The Financial Times is reporting that Google is now “facing an investigation by European authorities into allegations that it supported the leading Android smartphone platform and its mobile services by means of cut-price licensing and exclusivity deals.”
There isn’t a formal investigation on this question yet. Rather, the European Commission is submitting a questionnaire to device makers and mobile carriers for their input. Google’s rivals are undoubtedly behind these complaints to keep pressure on the European Commission, which is on the cusp of settling its antitrust (search-related) investigation with Google.
The essential argument against Android is akin to “dumping,” when a country subsidizes exports to boost market share. The Europeans are currently involved in a trade dispute with China, along these lines, over solar panels.

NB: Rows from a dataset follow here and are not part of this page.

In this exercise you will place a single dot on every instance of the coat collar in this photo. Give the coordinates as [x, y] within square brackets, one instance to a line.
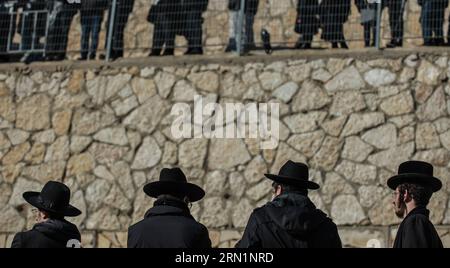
[420, 210]
[168, 206]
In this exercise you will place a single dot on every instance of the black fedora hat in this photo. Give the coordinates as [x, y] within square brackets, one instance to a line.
[294, 174]
[173, 181]
[53, 198]
[416, 172]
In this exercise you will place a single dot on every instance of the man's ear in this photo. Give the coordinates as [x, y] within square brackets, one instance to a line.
[406, 196]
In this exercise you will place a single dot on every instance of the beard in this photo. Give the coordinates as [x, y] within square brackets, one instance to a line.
[400, 209]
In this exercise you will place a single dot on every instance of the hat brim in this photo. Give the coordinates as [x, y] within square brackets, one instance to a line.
[157, 188]
[306, 184]
[32, 199]
[434, 183]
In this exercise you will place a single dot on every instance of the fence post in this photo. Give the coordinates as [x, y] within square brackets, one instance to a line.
[112, 21]
[239, 34]
[378, 32]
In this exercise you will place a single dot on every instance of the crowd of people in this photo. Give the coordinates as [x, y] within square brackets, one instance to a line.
[52, 19]
[289, 220]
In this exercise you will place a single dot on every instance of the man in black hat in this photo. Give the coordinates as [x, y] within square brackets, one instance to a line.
[51, 229]
[413, 188]
[290, 220]
[169, 224]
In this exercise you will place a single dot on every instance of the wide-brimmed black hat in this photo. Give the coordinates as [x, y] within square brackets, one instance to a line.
[416, 172]
[173, 181]
[294, 174]
[53, 198]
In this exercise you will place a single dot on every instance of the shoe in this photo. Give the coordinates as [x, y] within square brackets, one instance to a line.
[394, 44]
[168, 52]
[83, 57]
[194, 51]
[231, 47]
[344, 45]
[155, 52]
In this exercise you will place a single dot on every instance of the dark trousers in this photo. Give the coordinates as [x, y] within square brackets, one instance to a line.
[193, 29]
[117, 45]
[164, 33]
[396, 10]
[58, 32]
[370, 32]
[90, 30]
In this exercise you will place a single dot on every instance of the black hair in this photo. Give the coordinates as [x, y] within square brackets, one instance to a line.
[290, 189]
[420, 194]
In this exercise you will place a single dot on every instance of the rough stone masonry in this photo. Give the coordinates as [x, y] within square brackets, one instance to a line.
[108, 129]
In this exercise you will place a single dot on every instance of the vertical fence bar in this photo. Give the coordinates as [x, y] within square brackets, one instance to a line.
[239, 34]
[378, 32]
[111, 25]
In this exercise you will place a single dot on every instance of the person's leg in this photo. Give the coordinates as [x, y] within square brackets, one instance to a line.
[194, 24]
[426, 23]
[233, 28]
[249, 33]
[96, 27]
[85, 33]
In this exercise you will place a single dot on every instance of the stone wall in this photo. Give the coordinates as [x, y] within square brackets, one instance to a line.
[105, 132]
[276, 16]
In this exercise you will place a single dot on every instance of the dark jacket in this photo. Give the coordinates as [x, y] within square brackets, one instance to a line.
[416, 231]
[251, 6]
[334, 11]
[195, 5]
[307, 21]
[290, 221]
[168, 224]
[49, 234]
[94, 6]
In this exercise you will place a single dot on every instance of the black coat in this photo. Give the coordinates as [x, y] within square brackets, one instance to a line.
[94, 6]
[290, 221]
[334, 11]
[307, 21]
[251, 6]
[416, 231]
[49, 234]
[168, 224]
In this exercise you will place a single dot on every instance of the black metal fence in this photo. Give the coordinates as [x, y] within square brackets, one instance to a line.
[33, 30]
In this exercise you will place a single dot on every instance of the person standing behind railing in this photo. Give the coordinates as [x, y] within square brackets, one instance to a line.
[91, 17]
[432, 20]
[368, 9]
[333, 15]
[251, 8]
[123, 10]
[5, 23]
[396, 9]
[192, 11]
[32, 10]
[163, 14]
[307, 22]
[61, 14]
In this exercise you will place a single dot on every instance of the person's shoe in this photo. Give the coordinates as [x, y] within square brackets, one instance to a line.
[168, 52]
[231, 47]
[155, 52]
[394, 44]
[439, 42]
[82, 57]
[194, 51]
[344, 45]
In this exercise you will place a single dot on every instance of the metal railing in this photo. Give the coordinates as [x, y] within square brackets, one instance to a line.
[55, 29]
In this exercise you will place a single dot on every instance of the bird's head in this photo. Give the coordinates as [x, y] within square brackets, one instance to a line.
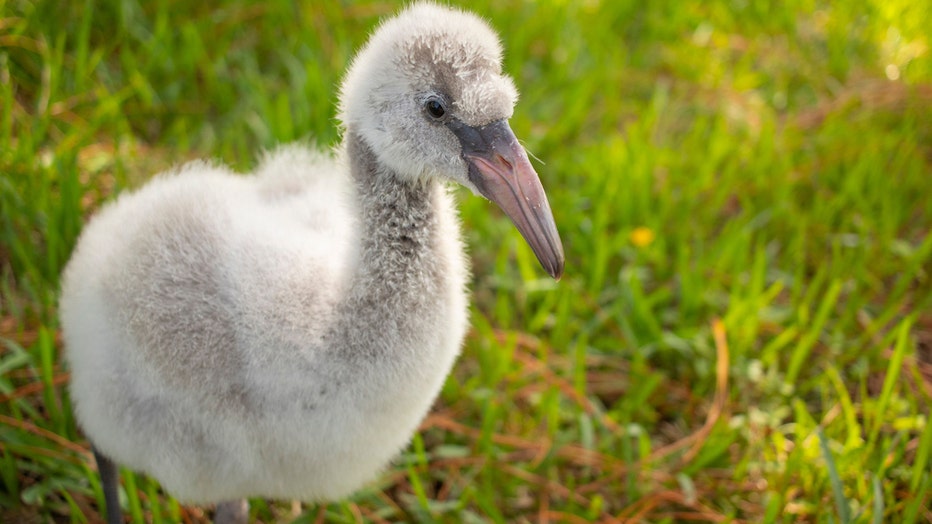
[428, 96]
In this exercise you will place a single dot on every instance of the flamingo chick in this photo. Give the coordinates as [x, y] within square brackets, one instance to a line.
[283, 334]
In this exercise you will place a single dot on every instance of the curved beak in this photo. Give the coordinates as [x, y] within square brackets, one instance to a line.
[500, 170]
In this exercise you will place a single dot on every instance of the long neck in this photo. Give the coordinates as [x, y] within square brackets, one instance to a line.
[397, 218]
[399, 275]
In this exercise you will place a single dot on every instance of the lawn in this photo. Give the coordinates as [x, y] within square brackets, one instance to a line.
[744, 191]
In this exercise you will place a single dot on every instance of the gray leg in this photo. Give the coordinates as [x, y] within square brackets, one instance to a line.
[232, 512]
[109, 481]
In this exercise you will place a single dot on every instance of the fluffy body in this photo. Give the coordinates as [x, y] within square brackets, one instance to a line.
[222, 339]
[282, 334]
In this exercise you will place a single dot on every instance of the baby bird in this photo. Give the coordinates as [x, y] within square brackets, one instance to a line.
[283, 334]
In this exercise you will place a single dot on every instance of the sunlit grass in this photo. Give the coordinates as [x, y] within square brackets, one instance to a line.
[744, 331]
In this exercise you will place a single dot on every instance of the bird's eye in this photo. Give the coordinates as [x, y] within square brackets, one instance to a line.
[435, 108]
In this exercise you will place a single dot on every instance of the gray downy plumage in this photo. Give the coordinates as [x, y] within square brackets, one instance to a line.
[283, 334]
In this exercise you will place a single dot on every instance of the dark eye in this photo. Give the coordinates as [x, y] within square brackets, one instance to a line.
[435, 108]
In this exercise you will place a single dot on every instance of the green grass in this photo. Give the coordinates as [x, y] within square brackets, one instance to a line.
[744, 189]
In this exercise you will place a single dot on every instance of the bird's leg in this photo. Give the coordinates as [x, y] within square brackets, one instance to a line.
[109, 481]
[232, 512]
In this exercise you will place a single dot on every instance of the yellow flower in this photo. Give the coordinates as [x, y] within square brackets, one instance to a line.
[642, 236]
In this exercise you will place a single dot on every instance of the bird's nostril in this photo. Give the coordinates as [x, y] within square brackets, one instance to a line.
[504, 161]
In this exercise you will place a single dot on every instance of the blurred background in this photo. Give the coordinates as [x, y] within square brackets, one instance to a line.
[744, 190]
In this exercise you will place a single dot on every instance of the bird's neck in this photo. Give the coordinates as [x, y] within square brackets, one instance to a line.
[399, 223]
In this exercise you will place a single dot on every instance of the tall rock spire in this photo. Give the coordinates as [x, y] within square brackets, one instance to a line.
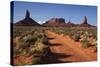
[27, 14]
[85, 20]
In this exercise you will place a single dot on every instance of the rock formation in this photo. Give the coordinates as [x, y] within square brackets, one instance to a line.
[85, 23]
[27, 21]
[55, 22]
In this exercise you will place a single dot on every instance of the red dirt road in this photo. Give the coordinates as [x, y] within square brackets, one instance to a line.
[69, 47]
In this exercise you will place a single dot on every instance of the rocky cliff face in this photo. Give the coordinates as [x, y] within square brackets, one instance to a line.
[85, 23]
[55, 22]
[27, 21]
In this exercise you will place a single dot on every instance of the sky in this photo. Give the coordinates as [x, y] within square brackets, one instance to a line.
[42, 12]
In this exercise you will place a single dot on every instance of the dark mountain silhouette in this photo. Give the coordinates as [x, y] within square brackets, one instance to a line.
[85, 23]
[55, 22]
[60, 22]
[27, 21]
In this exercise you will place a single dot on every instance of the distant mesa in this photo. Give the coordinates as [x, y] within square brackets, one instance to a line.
[27, 21]
[55, 22]
[70, 24]
[85, 23]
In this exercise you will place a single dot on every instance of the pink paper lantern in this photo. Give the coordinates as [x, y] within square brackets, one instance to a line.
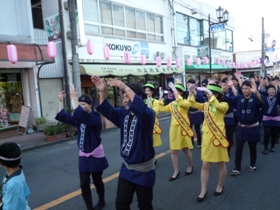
[217, 61]
[228, 64]
[126, 56]
[189, 62]
[158, 61]
[205, 60]
[143, 59]
[168, 62]
[178, 62]
[106, 52]
[12, 53]
[198, 61]
[51, 49]
[90, 47]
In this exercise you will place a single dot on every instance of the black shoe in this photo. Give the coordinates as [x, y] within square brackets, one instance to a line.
[199, 199]
[174, 178]
[99, 205]
[218, 193]
[189, 173]
[265, 152]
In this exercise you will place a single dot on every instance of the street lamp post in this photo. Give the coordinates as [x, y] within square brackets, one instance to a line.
[223, 17]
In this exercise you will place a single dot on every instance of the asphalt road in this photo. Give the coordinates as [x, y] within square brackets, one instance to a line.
[52, 175]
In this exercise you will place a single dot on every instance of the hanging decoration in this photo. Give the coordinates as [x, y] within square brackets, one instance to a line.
[12, 53]
[178, 62]
[143, 59]
[158, 61]
[198, 61]
[51, 49]
[189, 62]
[90, 47]
[168, 62]
[106, 52]
[126, 56]
[205, 60]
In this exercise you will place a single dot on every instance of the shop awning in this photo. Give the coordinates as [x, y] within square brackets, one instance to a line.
[206, 68]
[26, 52]
[125, 70]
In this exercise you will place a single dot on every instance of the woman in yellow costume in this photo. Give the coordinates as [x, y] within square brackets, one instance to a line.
[214, 143]
[180, 132]
[153, 104]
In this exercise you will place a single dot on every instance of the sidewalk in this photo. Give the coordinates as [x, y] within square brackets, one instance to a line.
[37, 140]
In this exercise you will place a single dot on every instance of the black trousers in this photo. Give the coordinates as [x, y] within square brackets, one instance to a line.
[270, 132]
[198, 133]
[229, 135]
[125, 193]
[239, 151]
[85, 187]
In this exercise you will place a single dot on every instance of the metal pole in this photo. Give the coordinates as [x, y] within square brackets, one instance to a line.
[210, 58]
[66, 78]
[263, 49]
[66, 83]
[74, 44]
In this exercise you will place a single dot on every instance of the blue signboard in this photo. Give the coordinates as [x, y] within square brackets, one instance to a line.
[217, 27]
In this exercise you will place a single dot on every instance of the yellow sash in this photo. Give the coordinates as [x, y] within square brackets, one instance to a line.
[157, 129]
[219, 137]
[186, 129]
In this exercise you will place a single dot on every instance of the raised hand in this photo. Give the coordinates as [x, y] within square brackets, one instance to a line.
[191, 87]
[160, 93]
[61, 95]
[73, 92]
[172, 86]
[98, 82]
[116, 83]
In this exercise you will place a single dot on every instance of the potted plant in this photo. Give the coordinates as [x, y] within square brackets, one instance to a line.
[54, 130]
[41, 121]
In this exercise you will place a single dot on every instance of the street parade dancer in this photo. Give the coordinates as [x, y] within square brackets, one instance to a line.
[180, 132]
[248, 128]
[214, 142]
[136, 123]
[153, 104]
[271, 118]
[92, 160]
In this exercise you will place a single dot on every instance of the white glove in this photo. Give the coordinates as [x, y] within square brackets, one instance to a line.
[204, 89]
[160, 93]
[191, 88]
[171, 85]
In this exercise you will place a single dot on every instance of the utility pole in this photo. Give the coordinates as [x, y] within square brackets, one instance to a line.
[263, 49]
[65, 70]
[74, 44]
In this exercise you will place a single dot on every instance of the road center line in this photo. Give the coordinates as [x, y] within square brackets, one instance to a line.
[78, 192]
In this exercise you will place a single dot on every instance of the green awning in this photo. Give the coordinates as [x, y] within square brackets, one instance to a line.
[206, 68]
[125, 70]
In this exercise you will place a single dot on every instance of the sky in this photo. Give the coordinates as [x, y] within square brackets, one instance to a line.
[248, 21]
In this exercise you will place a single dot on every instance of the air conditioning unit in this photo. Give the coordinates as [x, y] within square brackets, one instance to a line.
[162, 55]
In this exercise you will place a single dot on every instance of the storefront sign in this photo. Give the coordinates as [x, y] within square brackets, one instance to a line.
[124, 70]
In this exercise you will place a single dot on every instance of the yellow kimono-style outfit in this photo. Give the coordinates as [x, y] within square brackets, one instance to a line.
[157, 130]
[214, 143]
[179, 138]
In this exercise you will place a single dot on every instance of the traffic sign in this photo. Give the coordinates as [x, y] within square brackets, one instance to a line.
[217, 27]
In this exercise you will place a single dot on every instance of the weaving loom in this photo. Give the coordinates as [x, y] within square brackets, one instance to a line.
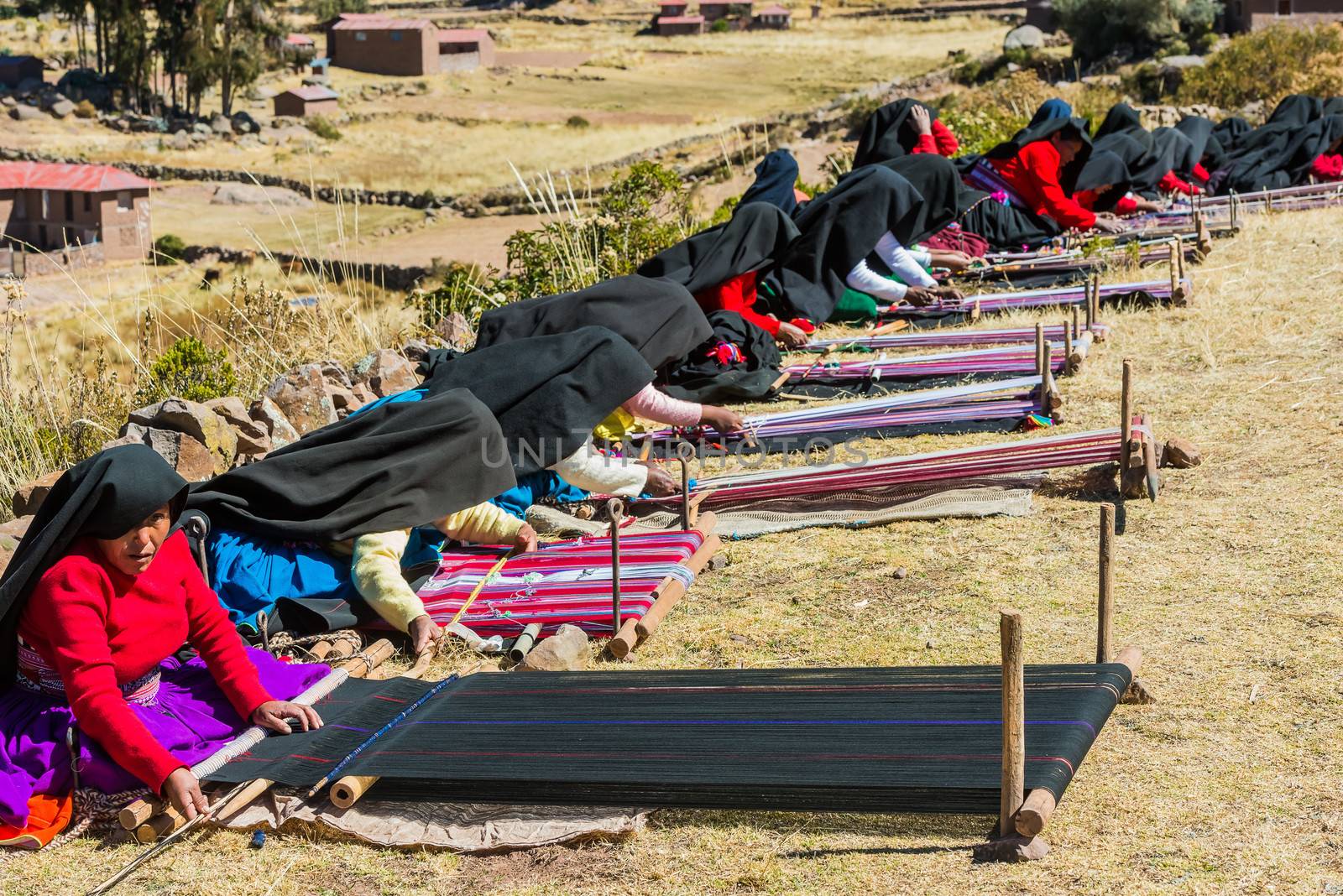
[964, 408]
[567, 582]
[880, 739]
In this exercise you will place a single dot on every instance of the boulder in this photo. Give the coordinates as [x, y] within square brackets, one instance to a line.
[1024, 38]
[302, 398]
[188, 456]
[386, 373]
[566, 651]
[29, 497]
[274, 421]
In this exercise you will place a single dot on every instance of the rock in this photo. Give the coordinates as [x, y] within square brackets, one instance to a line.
[1181, 454]
[1024, 38]
[386, 373]
[274, 421]
[191, 459]
[29, 497]
[456, 331]
[253, 439]
[302, 398]
[566, 651]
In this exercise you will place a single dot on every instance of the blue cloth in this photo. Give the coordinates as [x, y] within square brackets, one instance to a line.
[776, 177]
[252, 575]
[1049, 110]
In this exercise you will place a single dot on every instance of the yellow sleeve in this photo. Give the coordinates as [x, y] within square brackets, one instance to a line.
[481, 524]
[376, 569]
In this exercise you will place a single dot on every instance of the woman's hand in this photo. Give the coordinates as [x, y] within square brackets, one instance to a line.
[922, 120]
[525, 539]
[183, 792]
[720, 419]
[792, 336]
[272, 714]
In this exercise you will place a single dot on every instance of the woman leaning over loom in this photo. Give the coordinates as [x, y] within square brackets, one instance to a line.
[97, 600]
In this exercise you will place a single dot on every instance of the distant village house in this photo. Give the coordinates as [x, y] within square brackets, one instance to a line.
[87, 214]
[379, 44]
[302, 102]
[15, 70]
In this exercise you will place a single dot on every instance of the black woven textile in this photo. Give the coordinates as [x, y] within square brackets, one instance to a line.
[870, 739]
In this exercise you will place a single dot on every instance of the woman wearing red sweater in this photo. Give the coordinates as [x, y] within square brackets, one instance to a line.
[94, 605]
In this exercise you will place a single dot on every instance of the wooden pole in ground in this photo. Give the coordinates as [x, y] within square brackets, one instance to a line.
[1014, 723]
[1105, 602]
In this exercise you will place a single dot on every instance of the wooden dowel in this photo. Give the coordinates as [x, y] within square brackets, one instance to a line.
[1126, 414]
[1105, 604]
[1013, 721]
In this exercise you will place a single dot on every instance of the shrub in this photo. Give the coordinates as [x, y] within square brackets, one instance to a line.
[1131, 29]
[1269, 65]
[170, 250]
[322, 127]
[187, 369]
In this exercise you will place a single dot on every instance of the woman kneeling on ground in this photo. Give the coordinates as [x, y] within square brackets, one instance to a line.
[94, 607]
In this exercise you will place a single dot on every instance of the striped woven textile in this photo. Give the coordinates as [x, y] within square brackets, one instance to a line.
[947, 337]
[561, 582]
[1027, 455]
[998, 302]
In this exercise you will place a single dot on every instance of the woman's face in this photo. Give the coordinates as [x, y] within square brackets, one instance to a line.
[133, 551]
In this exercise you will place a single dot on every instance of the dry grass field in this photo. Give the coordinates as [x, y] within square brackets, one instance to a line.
[1229, 584]
[635, 93]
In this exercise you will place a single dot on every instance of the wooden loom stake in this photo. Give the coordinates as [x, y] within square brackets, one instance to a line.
[1105, 604]
[1014, 723]
[615, 508]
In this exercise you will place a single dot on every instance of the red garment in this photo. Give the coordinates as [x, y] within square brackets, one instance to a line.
[1173, 184]
[1033, 174]
[1329, 168]
[947, 143]
[100, 629]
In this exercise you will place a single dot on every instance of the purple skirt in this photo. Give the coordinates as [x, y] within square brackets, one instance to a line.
[190, 716]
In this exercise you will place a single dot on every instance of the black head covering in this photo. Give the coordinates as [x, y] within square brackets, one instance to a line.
[660, 318]
[756, 237]
[547, 392]
[1105, 169]
[886, 136]
[939, 185]
[776, 177]
[104, 497]
[841, 228]
[1044, 130]
[395, 466]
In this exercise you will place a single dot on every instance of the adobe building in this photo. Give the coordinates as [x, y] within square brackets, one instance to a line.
[375, 43]
[1252, 15]
[89, 214]
[302, 102]
[15, 70]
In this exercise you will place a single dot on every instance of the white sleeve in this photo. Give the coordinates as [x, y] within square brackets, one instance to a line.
[590, 470]
[901, 262]
[864, 279]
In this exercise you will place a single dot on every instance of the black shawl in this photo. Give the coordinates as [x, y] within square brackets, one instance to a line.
[547, 392]
[756, 237]
[104, 497]
[1044, 130]
[702, 378]
[660, 318]
[1105, 169]
[841, 228]
[395, 466]
[776, 179]
[888, 133]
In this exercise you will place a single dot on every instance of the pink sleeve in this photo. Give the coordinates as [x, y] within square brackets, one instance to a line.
[658, 407]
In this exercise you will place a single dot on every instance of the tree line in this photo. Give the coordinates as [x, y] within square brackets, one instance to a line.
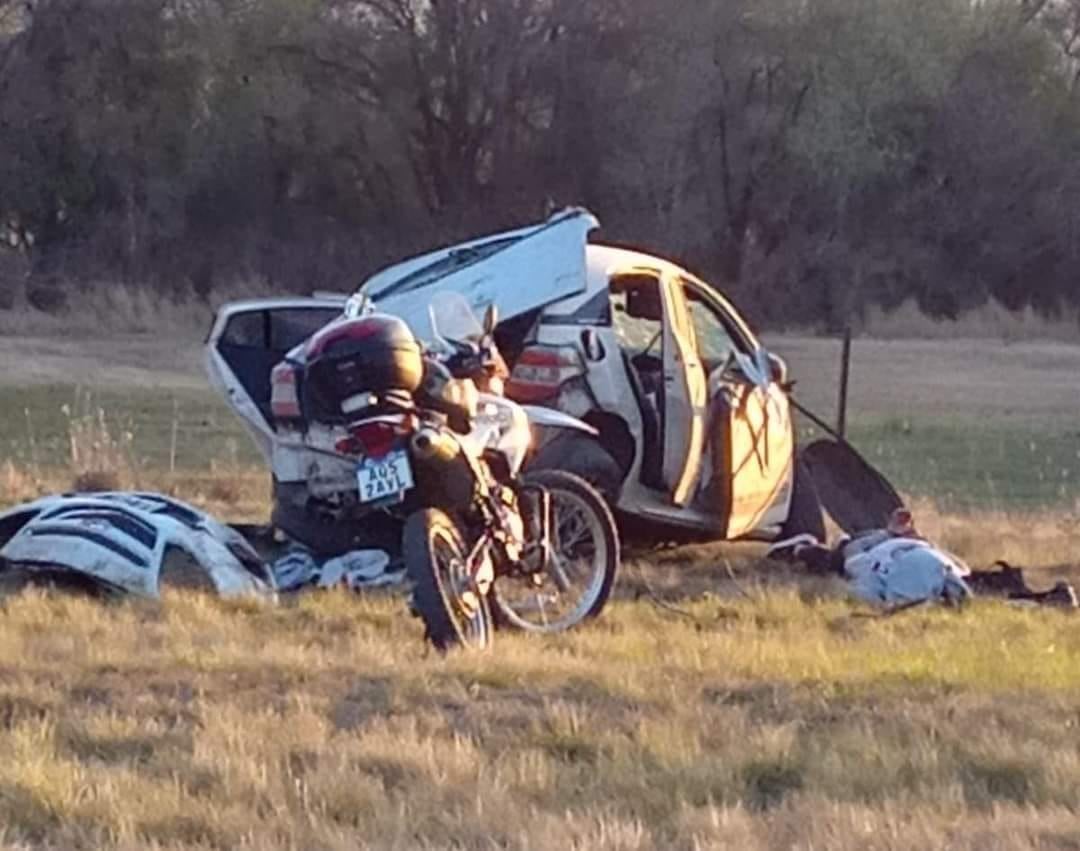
[809, 157]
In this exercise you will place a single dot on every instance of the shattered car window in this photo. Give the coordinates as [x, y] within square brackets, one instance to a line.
[635, 334]
[715, 342]
[291, 327]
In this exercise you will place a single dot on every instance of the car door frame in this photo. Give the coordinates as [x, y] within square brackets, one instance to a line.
[686, 395]
[758, 429]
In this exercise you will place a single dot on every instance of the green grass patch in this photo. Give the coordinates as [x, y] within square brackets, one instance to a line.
[192, 428]
[966, 463]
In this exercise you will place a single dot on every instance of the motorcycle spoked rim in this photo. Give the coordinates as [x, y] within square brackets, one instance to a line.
[592, 590]
[474, 631]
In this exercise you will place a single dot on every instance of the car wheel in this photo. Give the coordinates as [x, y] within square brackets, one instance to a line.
[584, 457]
[805, 515]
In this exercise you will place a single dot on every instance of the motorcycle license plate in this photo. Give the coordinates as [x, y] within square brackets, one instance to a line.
[385, 477]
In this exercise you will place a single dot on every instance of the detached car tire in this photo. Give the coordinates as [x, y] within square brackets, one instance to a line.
[806, 514]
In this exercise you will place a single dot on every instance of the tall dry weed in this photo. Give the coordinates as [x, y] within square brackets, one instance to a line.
[100, 455]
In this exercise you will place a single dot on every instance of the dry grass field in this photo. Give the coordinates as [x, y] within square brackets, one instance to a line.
[766, 712]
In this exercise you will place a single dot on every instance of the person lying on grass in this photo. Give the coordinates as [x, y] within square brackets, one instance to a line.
[898, 567]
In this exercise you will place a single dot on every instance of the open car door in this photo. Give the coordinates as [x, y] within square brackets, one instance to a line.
[761, 457]
[752, 430]
[247, 340]
[685, 396]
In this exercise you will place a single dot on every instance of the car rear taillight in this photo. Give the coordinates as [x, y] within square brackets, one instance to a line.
[541, 370]
[373, 438]
[284, 402]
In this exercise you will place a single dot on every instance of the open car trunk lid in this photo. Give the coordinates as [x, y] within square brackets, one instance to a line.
[247, 339]
[517, 271]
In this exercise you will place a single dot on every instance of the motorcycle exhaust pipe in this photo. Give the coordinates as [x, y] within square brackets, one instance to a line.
[432, 445]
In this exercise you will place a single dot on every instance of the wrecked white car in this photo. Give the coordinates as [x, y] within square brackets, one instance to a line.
[126, 543]
[692, 421]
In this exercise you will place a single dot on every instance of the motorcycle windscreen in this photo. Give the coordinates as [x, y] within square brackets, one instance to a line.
[855, 495]
[518, 271]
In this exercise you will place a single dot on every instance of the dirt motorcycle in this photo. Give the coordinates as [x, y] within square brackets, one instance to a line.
[437, 454]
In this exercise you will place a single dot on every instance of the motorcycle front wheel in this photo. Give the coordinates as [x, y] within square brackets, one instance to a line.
[582, 567]
[444, 595]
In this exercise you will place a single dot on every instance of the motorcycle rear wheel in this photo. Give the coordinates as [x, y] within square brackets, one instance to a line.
[453, 613]
[584, 561]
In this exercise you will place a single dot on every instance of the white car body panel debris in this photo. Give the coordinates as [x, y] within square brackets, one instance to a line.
[121, 541]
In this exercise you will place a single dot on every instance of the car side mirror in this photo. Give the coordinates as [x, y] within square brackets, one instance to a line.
[592, 345]
[778, 370]
[490, 319]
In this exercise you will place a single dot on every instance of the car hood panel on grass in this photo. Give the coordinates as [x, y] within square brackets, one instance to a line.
[121, 541]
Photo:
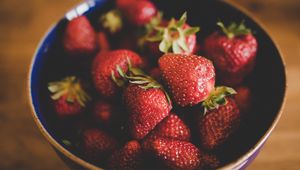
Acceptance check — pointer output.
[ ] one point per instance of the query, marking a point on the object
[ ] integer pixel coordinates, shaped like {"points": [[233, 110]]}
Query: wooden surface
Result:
{"points": [[22, 23]]}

Critics argue that Google licensed Android “below cost” but also imposed “exclusivity requirements” on OEMs at the same time that have helped boost Google’s position as the dominant mobile advertising platform and network. They assert that Google requires OEMs using official Android to include Google apps on handsets, giving the company an unfair advantage over competitors and helping promote Google advertising on mobile devices
As mentioned, the European Commission is in the process concluding its antitrust (search) investigation of Google. We’re at the end of a comment period on the proposed settlement. There is another parallel investigation, focused on Android, in process. This new complaint is separate from that investigation but may be folded into it.
It’s unlikely that the Android-related complaints and investigations will prevent the search settlement however.